I agree with Jade. Make it simply "German". (The intro already says "Welcome to the new German forum!")

Comme ça potremmo ceisteanna concerning den tyske sprog yn ieithoedd distintas stellen.

F


----------



## Artrella

Focalist said:
			
		

> I agree with Jade. Make it simply "German". (The intro already says "Welcome to the new German forum!")
> 
> Comme ça potremmo ceisteanna concerning den tyske sprog yn ieithoedd distintas stellen.
> 
> F





Qué bueno!!! Art


----------



## Silvia

I'm for a German-English Forum and I’ll tell you why.

If we allow members to post messages in any possible language, this is getting very confusing. I’m not sure if that was what Focalist wanted to say his own way...

I think the purpose of this Forum is to get native German speakers to come here. And English is the best way. When I have a doubt, I need a certainty in return. Who needs a rough translation?
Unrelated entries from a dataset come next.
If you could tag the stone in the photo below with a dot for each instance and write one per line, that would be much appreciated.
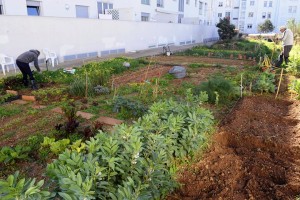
(14, 92)
(28, 98)
(58, 110)
(109, 121)
(84, 115)
(38, 107)
(20, 102)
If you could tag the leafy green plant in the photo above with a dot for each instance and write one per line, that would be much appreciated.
(131, 107)
(225, 29)
(56, 147)
(71, 124)
(218, 86)
(7, 111)
(101, 89)
(13, 82)
(15, 188)
(55, 94)
(134, 161)
(82, 87)
(8, 97)
(11, 154)
(293, 66)
(265, 83)
(294, 87)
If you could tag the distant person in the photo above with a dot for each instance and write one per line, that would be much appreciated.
(287, 45)
(23, 61)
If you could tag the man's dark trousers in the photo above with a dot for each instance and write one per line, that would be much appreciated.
(26, 71)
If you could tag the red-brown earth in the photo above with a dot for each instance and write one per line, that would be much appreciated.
(255, 155)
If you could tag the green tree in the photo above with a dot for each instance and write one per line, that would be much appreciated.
(226, 30)
(266, 26)
(295, 28)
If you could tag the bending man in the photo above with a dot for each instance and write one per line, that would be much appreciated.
(287, 44)
(23, 61)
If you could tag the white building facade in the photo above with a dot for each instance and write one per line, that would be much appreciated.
(78, 29)
(246, 15)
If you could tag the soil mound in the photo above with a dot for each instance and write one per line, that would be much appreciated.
(256, 155)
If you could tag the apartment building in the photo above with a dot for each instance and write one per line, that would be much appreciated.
(168, 11)
(246, 15)
(79, 29)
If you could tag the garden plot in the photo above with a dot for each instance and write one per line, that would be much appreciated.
(252, 156)
(183, 60)
(255, 155)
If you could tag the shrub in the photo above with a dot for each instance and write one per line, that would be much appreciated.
(226, 30)
(265, 83)
(218, 89)
(294, 87)
(134, 162)
(15, 188)
(81, 87)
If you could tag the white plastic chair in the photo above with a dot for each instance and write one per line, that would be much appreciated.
(7, 61)
(50, 55)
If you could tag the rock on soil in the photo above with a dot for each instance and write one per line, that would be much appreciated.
(256, 155)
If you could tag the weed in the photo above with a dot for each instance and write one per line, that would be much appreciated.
(218, 86)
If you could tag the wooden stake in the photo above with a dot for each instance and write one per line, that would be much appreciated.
(241, 85)
(279, 83)
(86, 85)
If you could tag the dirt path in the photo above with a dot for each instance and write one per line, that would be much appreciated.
(184, 60)
(256, 155)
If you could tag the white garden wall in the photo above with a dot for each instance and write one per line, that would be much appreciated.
(73, 38)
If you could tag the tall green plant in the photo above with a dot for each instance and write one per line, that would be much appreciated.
(137, 161)
(226, 30)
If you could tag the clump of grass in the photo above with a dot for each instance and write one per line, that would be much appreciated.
(219, 89)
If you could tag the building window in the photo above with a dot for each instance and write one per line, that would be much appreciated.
(181, 5)
(292, 9)
(228, 3)
(145, 17)
(33, 8)
(227, 15)
(180, 16)
(270, 3)
(243, 5)
(82, 11)
(103, 6)
(160, 3)
(200, 8)
(146, 2)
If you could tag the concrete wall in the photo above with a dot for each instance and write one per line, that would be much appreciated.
(78, 38)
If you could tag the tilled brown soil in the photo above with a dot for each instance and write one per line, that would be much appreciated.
(184, 60)
(255, 155)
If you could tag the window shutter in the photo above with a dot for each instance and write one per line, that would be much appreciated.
(33, 3)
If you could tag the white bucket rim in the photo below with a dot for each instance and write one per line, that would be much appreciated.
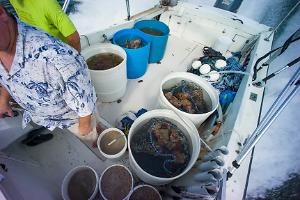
(144, 185)
(109, 168)
(68, 177)
(186, 75)
(117, 155)
(191, 126)
(105, 45)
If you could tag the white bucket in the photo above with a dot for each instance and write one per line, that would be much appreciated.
(110, 84)
(67, 179)
(100, 188)
(190, 132)
(144, 185)
(117, 155)
(222, 44)
(175, 78)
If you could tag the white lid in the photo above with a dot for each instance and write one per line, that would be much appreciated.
(214, 76)
(204, 69)
(220, 64)
(196, 64)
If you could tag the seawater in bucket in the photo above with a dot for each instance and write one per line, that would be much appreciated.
(159, 34)
(192, 138)
(109, 79)
(137, 58)
(210, 95)
(80, 183)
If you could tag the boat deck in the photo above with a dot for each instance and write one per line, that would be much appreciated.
(49, 162)
(143, 92)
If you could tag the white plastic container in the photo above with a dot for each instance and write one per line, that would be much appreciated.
(144, 185)
(114, 156)
(100, 188)
(222, 44)
(70, 174)
(190, 132)
(110, 84)
(175, 78)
We are able to make ourselves understood one way or another.

This is my humble opinion.


----------



## mkellogg

I think I would like to make it all-inclusive and just call it "German".  If there are enough threads in Spanish-German, then we can create a separate forum in the future.

Silvia, let's see how it goes, and we can divide up the forum later as need arises.


----------



## vachecow

sounds like a good idea to me


----------



## Whodunit

A German-Spanish forum might be quite okay for Spaniards, but not for Germans, because at my school we've never learned Spanish, but in Britain and France, you'll learn it. And Spaniards know the German language very well, don't ask why!
I'd know it...


----------



## Silvia

That's what I tried to tell them, whodunit. But the die is cast...


----------



## jakkaro

mkellogg said:
			
		

> I think I would like to make it all-inclusive and just call it "German".  If there are enough threads in Spanish-German, then we can create a separate forum in the future.
> 
> Silvia, let's see how it goes, and we can divide up the forum later as need arises.



I agree, idem for German French or any other language that might come up


----------